In March 2019, the European Research Group formed its own "Star Chamber" to pass judgement on Theresa May's then proposed Brexit deal, recommending that MPs should not back it. On 29 December 2020, the ERG's Star Chamber gave a similar verdict on Boris Johnson's recently agreed EU–UK Trade and Cooperation Agreement, but on this occasion recommended that their members vote for it because the deal was "consistent with the restoration of UK sovereignty". In December 2023 the ERG's Star Chamber rejected Rishi Sunak's proposed legislation to allow the Rwanda plan to go ahead.

==Influence on the US Constitution==
The historical abuses of the Star Chamber are considered to be some of the reasons, along with English common law precedent, behind the protections against compelled self-incrimination embodied in the Fifth Amendment to the United States Constitution. The meaning of "compelled testimony" under the Fifth Amendment – i.e., the conditions under which a defendant is allowed to "plead the Fifth" to avoid self-incrimination – is thus often interpreted via reference to the inquisitorial methods of the Star Chamber.

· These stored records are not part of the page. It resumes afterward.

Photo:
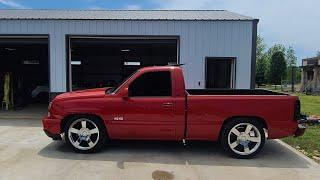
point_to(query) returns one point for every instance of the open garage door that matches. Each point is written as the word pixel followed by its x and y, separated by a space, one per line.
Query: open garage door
pixel 23 71
pixel 105 62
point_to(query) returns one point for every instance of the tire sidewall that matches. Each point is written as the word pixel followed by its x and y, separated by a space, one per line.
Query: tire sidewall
pixel 102 134
pixel 227 128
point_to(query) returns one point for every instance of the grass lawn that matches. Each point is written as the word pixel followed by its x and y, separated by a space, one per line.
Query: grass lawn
pixel 309 143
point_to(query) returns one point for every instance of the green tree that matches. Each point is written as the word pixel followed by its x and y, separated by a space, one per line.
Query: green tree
pixel 277 67
pixel 269 54
pixel 261 64
pixel 291 60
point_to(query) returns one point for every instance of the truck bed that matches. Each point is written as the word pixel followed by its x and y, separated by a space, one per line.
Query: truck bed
pixel 232 92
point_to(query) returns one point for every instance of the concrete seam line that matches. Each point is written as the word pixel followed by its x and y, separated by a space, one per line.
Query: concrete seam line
pixel 312 162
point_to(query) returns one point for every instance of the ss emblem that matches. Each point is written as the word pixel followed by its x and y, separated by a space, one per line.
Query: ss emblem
pixel 118 118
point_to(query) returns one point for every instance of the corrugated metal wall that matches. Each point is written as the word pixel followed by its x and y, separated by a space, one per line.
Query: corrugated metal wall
pixel 198 39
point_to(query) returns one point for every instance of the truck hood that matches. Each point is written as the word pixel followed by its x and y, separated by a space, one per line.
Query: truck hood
pixel 83 94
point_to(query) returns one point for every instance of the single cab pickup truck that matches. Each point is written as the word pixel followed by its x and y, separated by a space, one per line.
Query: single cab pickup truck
pixel 153 104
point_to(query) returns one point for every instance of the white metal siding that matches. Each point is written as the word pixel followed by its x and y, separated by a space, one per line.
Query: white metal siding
pixel 198 39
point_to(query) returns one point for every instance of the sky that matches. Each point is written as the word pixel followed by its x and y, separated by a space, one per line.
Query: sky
pixel 293 23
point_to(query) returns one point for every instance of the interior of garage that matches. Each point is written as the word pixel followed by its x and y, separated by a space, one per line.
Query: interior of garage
pixel 105 62
pixel 24 76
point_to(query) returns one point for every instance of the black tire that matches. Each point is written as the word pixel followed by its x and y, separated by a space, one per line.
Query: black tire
pixel 101 138
pixel 238 122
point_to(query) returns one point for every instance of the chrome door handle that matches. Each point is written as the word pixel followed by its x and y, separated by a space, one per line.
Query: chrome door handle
pixel 167 105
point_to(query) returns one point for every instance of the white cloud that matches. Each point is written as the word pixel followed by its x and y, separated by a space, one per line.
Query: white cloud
pixel 290 22
pixel 133 7
pixel 12 4
pixel 96 8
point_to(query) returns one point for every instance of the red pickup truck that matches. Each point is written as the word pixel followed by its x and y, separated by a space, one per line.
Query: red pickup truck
pixel 153 104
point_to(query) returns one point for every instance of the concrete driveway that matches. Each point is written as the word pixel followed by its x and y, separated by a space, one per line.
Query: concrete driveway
pixel 26 153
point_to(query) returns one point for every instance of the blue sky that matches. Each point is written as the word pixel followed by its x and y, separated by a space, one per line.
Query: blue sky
pixel 289 22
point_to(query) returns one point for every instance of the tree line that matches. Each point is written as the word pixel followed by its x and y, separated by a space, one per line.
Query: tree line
pixel 274 64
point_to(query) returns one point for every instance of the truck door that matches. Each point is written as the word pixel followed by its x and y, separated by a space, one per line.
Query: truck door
pixel 148 112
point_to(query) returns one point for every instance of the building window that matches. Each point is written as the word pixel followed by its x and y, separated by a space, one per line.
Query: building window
pixel 220 73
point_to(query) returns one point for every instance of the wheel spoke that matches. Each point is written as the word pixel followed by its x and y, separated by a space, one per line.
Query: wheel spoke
pixel 234 144
pixel 90 143
pixel 254 139
pixel 246 149
pixel 84 124
pixel 77 142
pixel 248 129
pixel 93 131
pixel 74 130
pixel 235 131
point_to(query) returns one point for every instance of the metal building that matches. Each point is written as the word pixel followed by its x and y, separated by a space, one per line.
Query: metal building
pixel 65 50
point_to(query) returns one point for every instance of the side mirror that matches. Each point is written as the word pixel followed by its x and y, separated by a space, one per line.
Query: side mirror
pixel 125 93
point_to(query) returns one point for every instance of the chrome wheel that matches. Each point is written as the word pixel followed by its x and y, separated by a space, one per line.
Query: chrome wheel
pixel 244 139
pixel 83 134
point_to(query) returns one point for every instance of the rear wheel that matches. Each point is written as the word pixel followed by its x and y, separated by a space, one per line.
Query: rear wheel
pixel 243 138
pixel 85 134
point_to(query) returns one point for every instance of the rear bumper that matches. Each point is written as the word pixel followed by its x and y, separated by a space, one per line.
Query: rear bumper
pixel 300 130
pixel 51 127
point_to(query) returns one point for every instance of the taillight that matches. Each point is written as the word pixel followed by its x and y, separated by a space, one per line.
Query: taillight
pixel 297 110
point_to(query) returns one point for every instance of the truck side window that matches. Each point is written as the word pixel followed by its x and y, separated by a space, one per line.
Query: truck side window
pixel 152 84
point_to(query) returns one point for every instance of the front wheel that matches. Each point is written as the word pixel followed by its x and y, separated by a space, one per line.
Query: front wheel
pixel 243 138
pixel 85 134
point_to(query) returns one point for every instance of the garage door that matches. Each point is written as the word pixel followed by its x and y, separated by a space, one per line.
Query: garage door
pixel 24 71
pixel 105 62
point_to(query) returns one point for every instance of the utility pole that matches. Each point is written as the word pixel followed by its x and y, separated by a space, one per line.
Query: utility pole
pixel 292 78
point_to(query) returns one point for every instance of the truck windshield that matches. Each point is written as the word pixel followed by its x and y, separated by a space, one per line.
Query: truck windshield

As the US Supreme Court described it, "the Star Chamber has, for centuries, symbolised disregard of basic individual rights. The Star Chamber not merely allowed, but required, defendants to have counsel. The defendant's answer to an indictment was not accepted unless it was signed by counsel. When counsel refused to sign the answer, for whatever reason, the defendant was considered to have confessed."

In addition, the "excessive bail" article of the Bill of Rights 1689 was reproduced near-verbatim as the Eighth Amendment to the United States Constitution, which forms part of the US' own Bill of Rights.